NFQ Level 8 major Award Honours Bachelor Degree

Entry route(s):

Course code
LM116
Duration
4/5 Years
Subject area
Engineering
Course Director
Dr Ronan Grimes
Email
ronan.grimes@ul.ie
Tel
061 213 435
Admissions:
Tel
+353 (0)61 233755

This is an ideal programme for you if you are interested in problem-solving using mathematics and science. If you think you might enjoy exploring areas such as mechanical design, energy systems and materials, then Mechanical Engineering at UL might be a good choice for you.
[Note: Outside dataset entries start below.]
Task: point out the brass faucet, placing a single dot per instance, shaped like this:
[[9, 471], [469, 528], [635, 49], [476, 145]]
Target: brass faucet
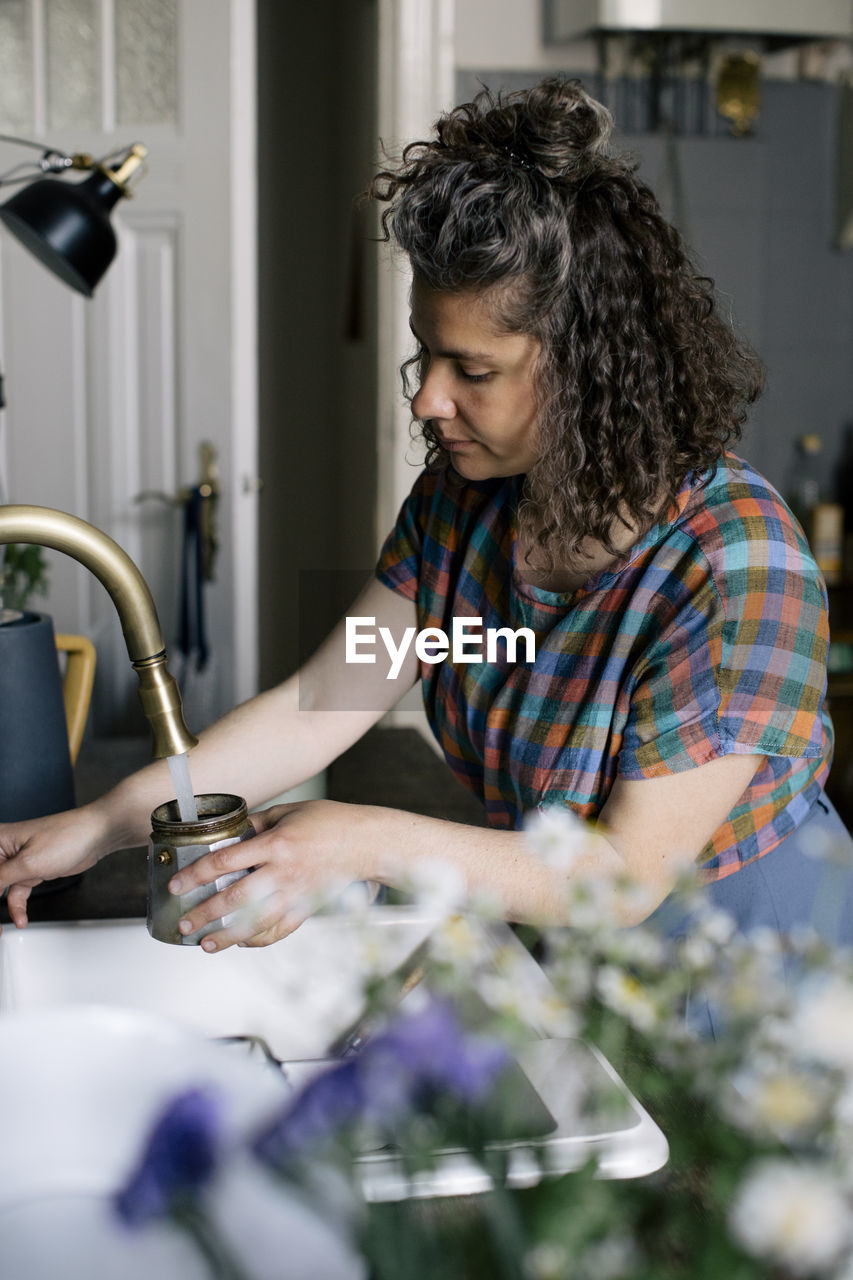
[[159, 691]]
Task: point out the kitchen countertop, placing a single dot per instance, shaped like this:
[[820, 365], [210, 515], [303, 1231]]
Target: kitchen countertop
[[391, 767]]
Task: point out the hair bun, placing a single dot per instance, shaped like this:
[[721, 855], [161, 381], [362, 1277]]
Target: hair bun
[[560, 126], [555, 127]]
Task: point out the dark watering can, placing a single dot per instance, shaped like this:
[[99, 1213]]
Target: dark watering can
[[41, 716]]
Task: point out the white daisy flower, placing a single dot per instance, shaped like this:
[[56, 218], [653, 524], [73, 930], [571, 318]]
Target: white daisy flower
[[792, 1214]]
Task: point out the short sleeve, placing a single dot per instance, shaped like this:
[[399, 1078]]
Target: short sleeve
[[740, 664]]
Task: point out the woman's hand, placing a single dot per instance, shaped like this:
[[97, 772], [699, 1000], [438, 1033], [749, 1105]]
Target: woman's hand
[[301, 855], [40, 849]]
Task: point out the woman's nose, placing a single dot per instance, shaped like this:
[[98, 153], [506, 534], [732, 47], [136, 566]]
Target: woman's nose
[[432, 398]]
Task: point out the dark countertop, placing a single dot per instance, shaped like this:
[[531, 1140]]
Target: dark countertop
[[392, 767]]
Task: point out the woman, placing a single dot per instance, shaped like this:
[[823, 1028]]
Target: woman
[[578, 393]]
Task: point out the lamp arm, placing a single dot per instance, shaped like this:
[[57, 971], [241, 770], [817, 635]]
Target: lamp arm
[[51, 161]]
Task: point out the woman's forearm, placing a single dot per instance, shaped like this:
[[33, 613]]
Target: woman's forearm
[[501, 864], [258, 750]]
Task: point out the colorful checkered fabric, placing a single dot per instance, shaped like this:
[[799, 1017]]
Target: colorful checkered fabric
[[708, 639]]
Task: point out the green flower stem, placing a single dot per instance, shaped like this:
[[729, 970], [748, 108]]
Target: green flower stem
[[191, 1219]]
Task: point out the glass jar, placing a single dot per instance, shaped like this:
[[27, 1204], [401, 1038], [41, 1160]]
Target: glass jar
[[223, 819]]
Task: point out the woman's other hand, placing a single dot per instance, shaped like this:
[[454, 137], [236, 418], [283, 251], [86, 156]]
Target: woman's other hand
[[40, 849]]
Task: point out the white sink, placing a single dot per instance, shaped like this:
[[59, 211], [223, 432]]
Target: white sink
[[301, 993]]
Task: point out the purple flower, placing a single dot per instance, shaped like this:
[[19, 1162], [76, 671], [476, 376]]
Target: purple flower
[[329, 1102], [419, 1055], [181, 1156], [441, 1054]]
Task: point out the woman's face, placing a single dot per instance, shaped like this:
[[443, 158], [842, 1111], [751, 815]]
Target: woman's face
[[475, 383]]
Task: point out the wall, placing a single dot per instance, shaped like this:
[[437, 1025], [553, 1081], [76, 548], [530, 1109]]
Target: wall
[[316, 141], [760, 214]]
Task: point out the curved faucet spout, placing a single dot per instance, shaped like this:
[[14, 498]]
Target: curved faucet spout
[[132, 599]]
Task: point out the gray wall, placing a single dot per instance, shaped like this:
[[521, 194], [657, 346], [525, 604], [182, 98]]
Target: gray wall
[[760, 215]]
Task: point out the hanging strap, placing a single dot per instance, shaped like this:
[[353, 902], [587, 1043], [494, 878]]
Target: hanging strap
[[192, 639]]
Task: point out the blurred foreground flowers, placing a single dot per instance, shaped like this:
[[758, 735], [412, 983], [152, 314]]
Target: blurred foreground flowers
[[758, 1115]]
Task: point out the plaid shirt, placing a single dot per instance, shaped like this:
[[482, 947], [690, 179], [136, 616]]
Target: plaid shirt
[[710, 638]]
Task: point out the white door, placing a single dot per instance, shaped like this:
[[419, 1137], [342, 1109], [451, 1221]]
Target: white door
[[112, 397]]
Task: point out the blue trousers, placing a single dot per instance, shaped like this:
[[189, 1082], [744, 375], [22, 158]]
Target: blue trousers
[[806, 880]]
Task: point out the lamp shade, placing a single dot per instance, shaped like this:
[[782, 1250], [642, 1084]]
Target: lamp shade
[[67, 225]]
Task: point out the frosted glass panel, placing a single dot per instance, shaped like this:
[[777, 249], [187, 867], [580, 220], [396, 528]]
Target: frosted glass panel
[[73, 63], [16, 65], [146, 60]]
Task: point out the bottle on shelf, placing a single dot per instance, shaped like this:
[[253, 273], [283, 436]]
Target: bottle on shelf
[[822, 520]]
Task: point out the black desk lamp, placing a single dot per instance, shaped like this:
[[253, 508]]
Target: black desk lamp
[[67, 225]]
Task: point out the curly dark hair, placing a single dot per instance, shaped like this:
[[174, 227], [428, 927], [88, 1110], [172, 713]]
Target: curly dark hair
[[639, 382]]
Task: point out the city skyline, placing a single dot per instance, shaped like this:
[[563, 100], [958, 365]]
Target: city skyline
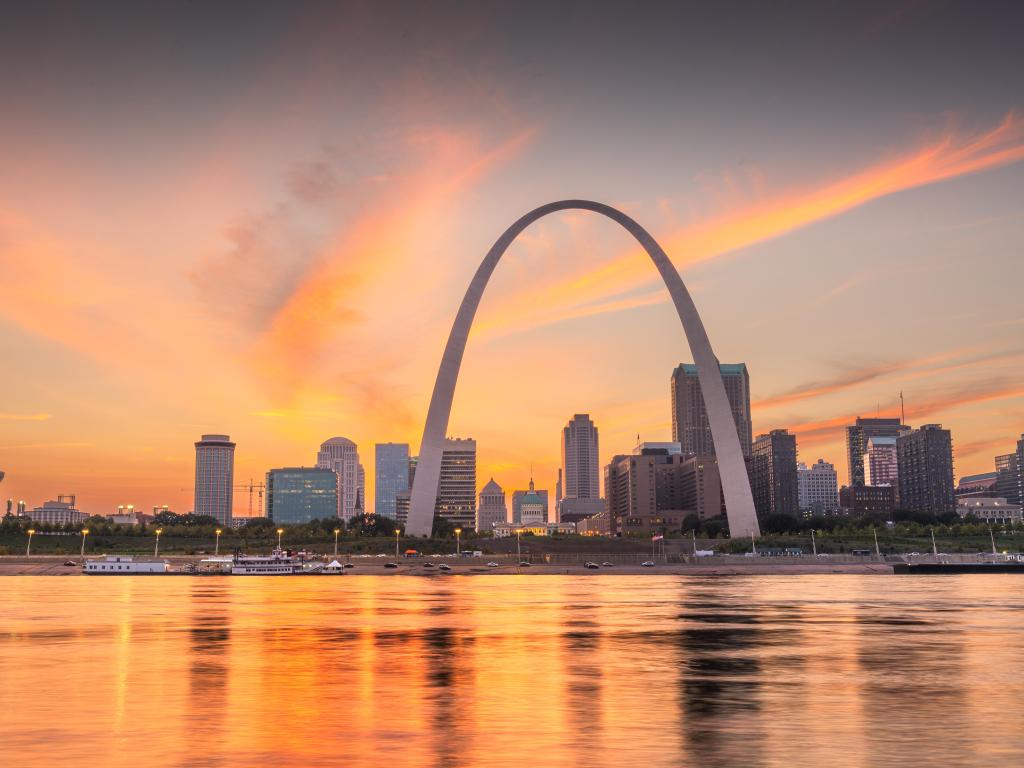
[[784, 224]]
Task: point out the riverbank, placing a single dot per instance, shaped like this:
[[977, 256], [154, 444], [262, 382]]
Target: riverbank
[[55, 566]]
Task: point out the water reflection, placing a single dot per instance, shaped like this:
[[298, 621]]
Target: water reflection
[[502, 671]]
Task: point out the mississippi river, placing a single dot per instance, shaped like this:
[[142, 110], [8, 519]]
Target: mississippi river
[[512, 671]]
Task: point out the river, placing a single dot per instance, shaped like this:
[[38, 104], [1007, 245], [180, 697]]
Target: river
[[512, 671]]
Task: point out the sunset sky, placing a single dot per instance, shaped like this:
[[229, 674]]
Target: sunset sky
[[259, 219]]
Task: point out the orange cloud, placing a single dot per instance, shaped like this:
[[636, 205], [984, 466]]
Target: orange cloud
[[762, 220], [813, 432], [912, 369]]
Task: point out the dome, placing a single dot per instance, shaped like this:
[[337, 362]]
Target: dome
[[339, 441]]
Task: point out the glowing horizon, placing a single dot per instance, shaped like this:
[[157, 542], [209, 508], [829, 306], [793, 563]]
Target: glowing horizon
[[275, 250]]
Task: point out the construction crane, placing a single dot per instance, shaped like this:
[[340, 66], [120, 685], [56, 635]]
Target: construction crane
[[252, 486]]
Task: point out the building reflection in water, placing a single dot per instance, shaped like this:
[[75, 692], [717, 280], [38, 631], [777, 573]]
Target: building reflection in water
[[506, 671]]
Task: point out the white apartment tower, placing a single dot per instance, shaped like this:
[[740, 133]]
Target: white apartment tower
[[214, 477], [341, 455], [881, 465], [581, 475], [817, 487]]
Why Study Mechanical Engineering at UL?

Mechanical Engineering is a very broadly based discipline and students following the degree programme are prepared for careers in many industrial sectors, including such diverse areas as Energy, Automotive, Chemical Processing, Research, Automation, Manufacturing, Design Consultancy, Materials Processing and Aviation. The Mechanical Engineering Degree programme aims not only to give you a thorough background in fundamental Mechanical Engineering subjects but also allows specialisation in one of a number of areas of particular relevance to Irish and international industry.

Mechanical Engineering at UL adheres to traditional guidelines set down by the professional engineering institutions (such as Engineers Ireland and IMechE) and requires you to have an aptitude for mathematics and problem-solving.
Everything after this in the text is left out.